Understanding Data – A Core Quality Skill

A critical skill of a quality professional (of any professional), and a fundamental part of Quality 4.0, is managing data — knowing how to acquire good data, analyze it properly, follow the clues those analyses offer, explore the implications, and present results in a fair, compelling way.

As we build systems, validate computer systems, create processes we need to ensure the quality of data. Think about the data you generate, and continually work to make it better.

I am a big fan of tools like the Friday Afternoon Measurement to determine where data has problems.

Have the tools to decide what data stands out, use control charts and regression analysis. These tools will help you understand the data. “Looks Good To Me: Visualizations As Sanity Checks” by Michael Correll is a great overview of how data visualization can help us decide if the data we are gathering makes sense.

Then root cause analysis (another core capability) allows us to determine what is truly going wrong with our data.

Throughout all your engagements with data understand statistical significance, how to quantify whether a result is likely due to chance or from the factors you were measuring.

In the past it was enough to understand a pareto chart, and histogram, and maybe a basic control chart. Those days are long gone. What quality professionals need to bring to the table today is a deeper understanding of data and how to gather, analyze and determine relevance. Data integrity is a key concept, and to have integrity, you need to understand data.

Data, and all that jazz

As  we all try to figure out just exactly what Industry 4.0 and Quality 4.0 mean it is not an exaggeration to say “Data is your most valuable asset. Yet we all struggle to actually get a benefit from this data and data integrity is an area of intense regulatory concern.

To truly have value our data needs to be properly defined, relevant to the tasks at hand, structured such that it is easy to find and understand, and of high-enough quality that it can be trusted. Without that we just have noise.

Apply principles of good master data management and data integrity. Ensure systems are appropriately built and maintained.

Understand why data matters, how to pick the right metrics, and how to ask the right questions from data. Understand correlation vs. causation to be able to make decisions about when to act on analysis and when not to is critical.

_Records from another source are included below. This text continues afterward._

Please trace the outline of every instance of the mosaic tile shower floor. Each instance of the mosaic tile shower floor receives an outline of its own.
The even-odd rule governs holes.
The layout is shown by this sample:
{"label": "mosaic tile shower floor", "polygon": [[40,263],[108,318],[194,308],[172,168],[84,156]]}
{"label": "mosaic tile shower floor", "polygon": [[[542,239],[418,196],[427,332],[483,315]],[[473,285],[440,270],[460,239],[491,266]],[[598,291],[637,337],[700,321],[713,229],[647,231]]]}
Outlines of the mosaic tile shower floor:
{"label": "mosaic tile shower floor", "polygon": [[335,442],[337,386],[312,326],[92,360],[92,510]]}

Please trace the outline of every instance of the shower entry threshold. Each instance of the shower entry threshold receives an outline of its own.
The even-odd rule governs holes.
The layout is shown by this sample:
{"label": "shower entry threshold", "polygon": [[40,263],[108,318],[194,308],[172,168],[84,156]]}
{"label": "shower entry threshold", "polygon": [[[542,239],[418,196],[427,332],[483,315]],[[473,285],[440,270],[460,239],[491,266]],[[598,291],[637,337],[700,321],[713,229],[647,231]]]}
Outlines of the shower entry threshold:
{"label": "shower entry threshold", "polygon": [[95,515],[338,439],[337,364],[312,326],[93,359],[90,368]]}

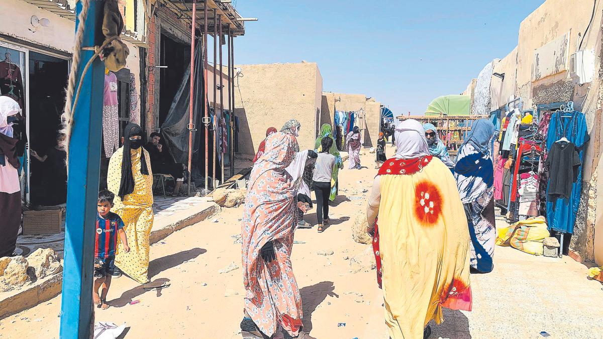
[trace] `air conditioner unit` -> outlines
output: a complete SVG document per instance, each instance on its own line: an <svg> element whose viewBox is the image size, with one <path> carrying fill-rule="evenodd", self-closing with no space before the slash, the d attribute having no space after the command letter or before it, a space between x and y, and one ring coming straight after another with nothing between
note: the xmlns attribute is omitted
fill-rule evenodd
<svg viewBox="0 0 603 339"><path fill-rule="evenodd" d="M569 75L578 84L592 81L595 78L595 52L586 49L570 55Z"/></svg>

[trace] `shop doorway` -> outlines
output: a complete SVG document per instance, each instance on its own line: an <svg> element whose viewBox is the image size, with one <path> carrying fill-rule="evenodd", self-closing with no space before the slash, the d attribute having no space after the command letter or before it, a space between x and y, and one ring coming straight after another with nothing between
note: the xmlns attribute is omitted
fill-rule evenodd
<svg viewBox="0 0 603 339"><path fill-rule="evenodd" d="M169 107L191 63L191 46L161 34L159 77L159 124L165 121Z"/></svg>
<svg viewBox="0 0 603 339"><path fill-rule="evenodd" d="M46 156L43 162L30 156L30 201L33 205L55 206L66 201L65 152L55 147L68 76L68 60L29 52L29 148L42 159Z"/></svg>

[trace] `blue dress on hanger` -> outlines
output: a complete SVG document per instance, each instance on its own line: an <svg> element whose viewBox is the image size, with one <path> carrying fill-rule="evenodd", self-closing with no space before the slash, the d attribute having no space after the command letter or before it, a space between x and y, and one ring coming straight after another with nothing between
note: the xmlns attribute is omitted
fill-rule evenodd
<svg viewBox="0 0 603 339"><path fill-rule="evenodd" d="M586 149L584 145L590 139L584 113L573 111L572 113L564 113L566 115L571 115L571 116L565 118L562 117L563 114L558 112L551 117L551 124L549 125L549 131L546 137L546 149L548 151L550 151L551 146L555 141L565 136L570 142L578 148L579 150L578 154L580 161L582 162L584 150ZM547 199L546 219L549 224L549 229L565 233L573 233L573 225L576 222L576 215L580 204L580 197L582 195L582 165L581 165L578 172L578 180L572 186L572 195L569 199L557 198L554 204L554 201L549 201ZM547 197L548 197L548 187L547 187Z"/></svg>

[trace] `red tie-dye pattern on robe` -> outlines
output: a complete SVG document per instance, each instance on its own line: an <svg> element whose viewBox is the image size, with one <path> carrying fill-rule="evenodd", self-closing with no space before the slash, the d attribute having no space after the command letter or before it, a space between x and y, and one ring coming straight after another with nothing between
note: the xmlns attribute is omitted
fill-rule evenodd
<svg viewBox="0 0 603 339"><path fill-rule="evenodd" d="M257 327L271 336L280 324L292 336L302 326L302 297L291 255L297 224L295 188L285 171L297 141L277 132L266 138L265 153L253 166L241 225L245 309ZM276 259L268 264L260 250L272 241Z"/></svg>
<svg viewBox="0 0 603 339"><path fill-rule="evenodd" d="M423 170L433 159L432 156L420 157L411 159L396 159L388 160L384 163L379 170L379 176L384 175L411 175ZM429 195L426 192L431 192ZM415 215L417 220L424 226L429 227L434 223L440 215L440 212L433 209L434 206L440 205L442 197L439 191L429 183L418 183L415 189L414 205ZM430 203L433 202L431 204ZM435 213L434 213L435 212ZM377 284L382 288L383 268L381 256L379 253L379 220L376 221L374 232L373 236L373 252L375 256L377 268ZM473 298L471 287L462 279L455 279L446 285L440 299L440 304L443 307L450 309L459 309L470 311L473 306Z"/></svg>

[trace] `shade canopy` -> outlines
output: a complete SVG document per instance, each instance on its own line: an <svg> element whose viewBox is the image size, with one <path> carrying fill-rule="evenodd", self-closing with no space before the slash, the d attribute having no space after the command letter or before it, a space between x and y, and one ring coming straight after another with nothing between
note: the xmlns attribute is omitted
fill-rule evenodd
<svg viewBox="0 0 603 339"><path fill-rule="evenodd" d="M425 115L469 115L470 104L469 95L443 95L427 106Z"/></svg>
<svg viewBox="0 0 603 339"><path fill-rule="evenodd" d="M382 118L393 118L394 113L387 107L381 107Z"/></svg>

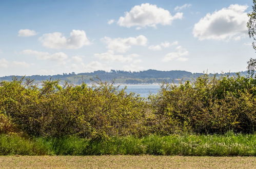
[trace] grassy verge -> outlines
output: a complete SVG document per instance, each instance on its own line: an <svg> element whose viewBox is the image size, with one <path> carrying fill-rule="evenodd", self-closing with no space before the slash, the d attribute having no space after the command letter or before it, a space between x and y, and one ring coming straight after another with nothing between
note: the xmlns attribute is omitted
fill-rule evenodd
<svg viewBox="0 0 256 169"><path fill-rule="evenodd" d="M254 168L255 157L0 156L3 168Z"/></svg>
<svg viewBox="0 0 256 169"><path fill-rule="evenodd" d="M0 136L0 155L255 156L256 134L151 135L92 140L75 137L35 138Z"/></svg>

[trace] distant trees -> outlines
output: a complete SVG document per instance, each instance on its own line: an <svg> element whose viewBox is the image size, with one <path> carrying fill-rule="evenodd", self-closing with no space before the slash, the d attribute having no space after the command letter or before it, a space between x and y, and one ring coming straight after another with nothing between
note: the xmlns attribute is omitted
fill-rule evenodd
<svg viewBox="0 0 256 169"><path fill-rule="evenodd" d="M247 28L250 38L252 38L256 41L256 0L253 0L252 11L248 14L249 21L247 23ZM252 47L256 50L255 41L252 43Z"/></svg>
<svg viewBox="0 0 256 169"><path fill-rule="evenodd" d="M248 16L249 18L247 23L249 36L253 38L254 41L252 42L252 46L256 50L256 0L253 0L252 11L248 13ZM249 74L249 76L253 77L256 70L256 58L251 58L247 63L247 73ZM256 77L256 75L254 77Z"/></svg>

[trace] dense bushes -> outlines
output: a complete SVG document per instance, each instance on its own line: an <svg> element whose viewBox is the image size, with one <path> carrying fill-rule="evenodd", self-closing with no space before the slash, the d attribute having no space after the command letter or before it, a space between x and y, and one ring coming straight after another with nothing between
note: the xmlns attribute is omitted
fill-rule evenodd
<svg viewBox="0 0 256 169"><path fill-rule="evenodd" d="M255 156L256 135L171 135L110 137L104 140L0 135L0 155L159 155Z"/></svg>
<svg viewBox="0 0 256 169"><path fill-rule="evenodd" d="M207 75L179 86L167 84L151 97L158 124L155 132L250 133L255 130L256 80L238 75L221 79Z"/></svg>
<svg viewBox="0 0 256 169"><path fill-rule="evenodd" d="M15 130L28 136L97 139L255 131L253 78L205 75L192 82L164 84L148 99L102 82L31 84L29 80L0 83L0 134Z"/></svg>

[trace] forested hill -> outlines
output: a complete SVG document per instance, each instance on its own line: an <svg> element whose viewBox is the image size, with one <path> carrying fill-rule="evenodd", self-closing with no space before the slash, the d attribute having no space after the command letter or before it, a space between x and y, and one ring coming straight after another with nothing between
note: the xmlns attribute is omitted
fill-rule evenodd
<svg viewBox="0 0 256 169"><path fill-rule="evenodd" d="M239 73L242 76L245 76L246 72L241 72ZM140 83L154 83L169 82L178 83L181 80L184 81L187 80L192 80L202 75L203 73L187 72L185 71L173 70L169 71L162 71L155 70L148 70L139 72L128 72L124 71L116 71L112 70L110 72L104 71L96 71L91 73L82 73L75 74L63 73L62 75L52 76L47 75L33 75L26 76L27 78L34 80L35 83L40 83L43 80L60 80L61 83L68 82L73 84L81 84L83 82L91 83L92 79L99 78L103 81L111 82L114 81L116 83L125 84L140 84ZM235 75L235 73L226 73L224 74L216 74L217 77L222 75ZM213 76L213 74L210 74ZM13 77L18 79L21 78L21 76L8 76L0 77L0 81L11 81Z"/></svg>

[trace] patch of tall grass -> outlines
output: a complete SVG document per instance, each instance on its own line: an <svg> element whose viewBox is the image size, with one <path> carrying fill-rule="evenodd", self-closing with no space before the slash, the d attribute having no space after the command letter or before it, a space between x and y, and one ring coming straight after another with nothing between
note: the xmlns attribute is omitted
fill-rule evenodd
<svg viewBox="0 0 256 169"><path fill-rule="evenodd" d="M157 155L255 156L256 134L132 136L90 139L67 136L26 139L0 135L0 155Z"/></svg>

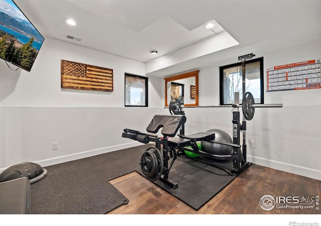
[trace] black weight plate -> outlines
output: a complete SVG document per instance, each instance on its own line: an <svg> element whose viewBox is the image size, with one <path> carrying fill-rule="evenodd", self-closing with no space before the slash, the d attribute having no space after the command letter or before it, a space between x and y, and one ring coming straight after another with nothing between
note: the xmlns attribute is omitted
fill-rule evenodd
<svg viewBox="0 0 321 226"><path fill-rule="evenodd" d="M147 176L147 178L151 181L155 181L158 180L160 176L163 175L163 171L164 169L164 162L163 159L163 156L160 153L159 150L155 147L149 147L148 149L150 150L156 157L156 161L157 164L156 167L156 171L155 173L151 176Z"/></svg>
<svg viewBox="0 0 321 226"><path fill-rule="evenodd" d="M246 120L251 120L254 116L255 108L253 106L254 104L254 98L250 92L246 92L242 100L242 111Z"/></svg>
<svg viewBox="0 0 321 226"><path fill-rule="evenodd" d="M146 176L153 175L156 171L157 157L152 152L146 150L141 155L140 168Z"/></svg>
<svg viewBox="0 0 321 226"><path fill-rule="evenodd" d="M170 102L169 109L171 115L179 115L181 111L182 103L177 98L174 98Z"/></svg>

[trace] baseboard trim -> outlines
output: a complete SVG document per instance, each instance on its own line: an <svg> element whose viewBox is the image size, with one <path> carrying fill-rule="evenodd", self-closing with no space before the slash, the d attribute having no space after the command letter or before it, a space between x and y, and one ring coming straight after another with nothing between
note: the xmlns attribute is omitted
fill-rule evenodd
<svg viewBox="0 0 321 226"><path fill-rule="evenodd" d="M136 141L134 142L128 143L124 144L115 145L113 146L99 148L98 149L94 149L90 151L87 151L85 152L72 154L70 155L59 156L51 159L44 159L43 160L35 161L33 162L40 165L43 167L45 167L46 166L51 166L52 165L63 163L64 162L69 162L70 161L77 160L78 159L80 159L84 158L88 158L91 156L94 156L95 155L100 155L101 154L107 153L115 151L118 151L122 149L125 149L126 148L132 148L134 147L138 146L139 145L142 145L142 144ZM8 167L9 167L9 166L6 168L0 168L0 173L7 169Z"/></svg>
<svg viewBox="0 0 321 226"><path fill-rule="evenodd" d="M321 170L250 155L247 157L247 161L254 164L321 180Z"/></svg>

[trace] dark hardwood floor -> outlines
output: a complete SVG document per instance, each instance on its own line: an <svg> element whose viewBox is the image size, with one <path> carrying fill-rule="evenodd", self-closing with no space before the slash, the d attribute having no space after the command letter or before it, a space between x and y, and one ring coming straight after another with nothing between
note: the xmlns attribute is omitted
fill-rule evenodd
<svg viewBox="0 0 321 226"><path fill-rule="evenodd" d="M313 209L263 210L259 204L264 195L321 196L321 181L253 164L198 211L148 181L136 172L109 181L129 200L108 213L119 214L295 214L321 213Z"/></svg>

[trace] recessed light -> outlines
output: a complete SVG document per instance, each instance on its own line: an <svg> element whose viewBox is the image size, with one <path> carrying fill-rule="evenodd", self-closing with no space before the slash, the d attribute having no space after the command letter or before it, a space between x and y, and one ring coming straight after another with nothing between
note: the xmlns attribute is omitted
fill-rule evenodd
<svg viewBox="0 0 321 226"><path fill-rule="evenodd" d="M75 21L74 21L73 19L65 19L65 22L70 25L76 25L76 22L75 22Z"/></svg>
<svg viewBox="0 0 321 226"><path fill-rule="evenodd" d="M212 28L213 28L215 26L215 24L213 23L208 23L207 24L204 25L204 28L207 28L208 29L210 29Z"/></svg>

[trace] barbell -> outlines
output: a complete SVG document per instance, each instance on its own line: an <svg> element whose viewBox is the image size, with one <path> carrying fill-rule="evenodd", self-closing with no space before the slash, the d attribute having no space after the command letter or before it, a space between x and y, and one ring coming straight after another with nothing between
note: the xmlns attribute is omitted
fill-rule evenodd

In the 2013 article Keep Up with Your Quants, Thomas Davenport lists six questions that should be asked to evaluate conclusions obtained from data:

1. What was the source of your data?

2. How well do the sample data represent the population?

3. Does your data distribution include outliers? How did they affect the results?

4. What assumptions are behind your analysis? Might certain conditions render your assumptions and your model invalid?

5. Why did you decide on that particular analytical approach? What alternatives did you consider?

6. How likely is it that the independent variables are actually causing the changes in the dependent variable? Might other analyses establish causality more clearly?

Framing data, being able to ask the right questions, is critical to being able to use that data and make decisions. In the past it was adequate enough for a quality professional to have a familiarity with a few basic tools. Today it is critical to understand basic statistics. As Nate Silver advises in an interview with HBR. “The best training is almost always going to be hands on training,” he says. “Getting your hands dirty with the data set is, I think, far and away better than spending too much time doing reading and so forth.”

Understanding data is a key ability and is necessary to thrive. It is time to truly contemplate the data ecosystem as a system and stop treating it as a specialized area of the organization.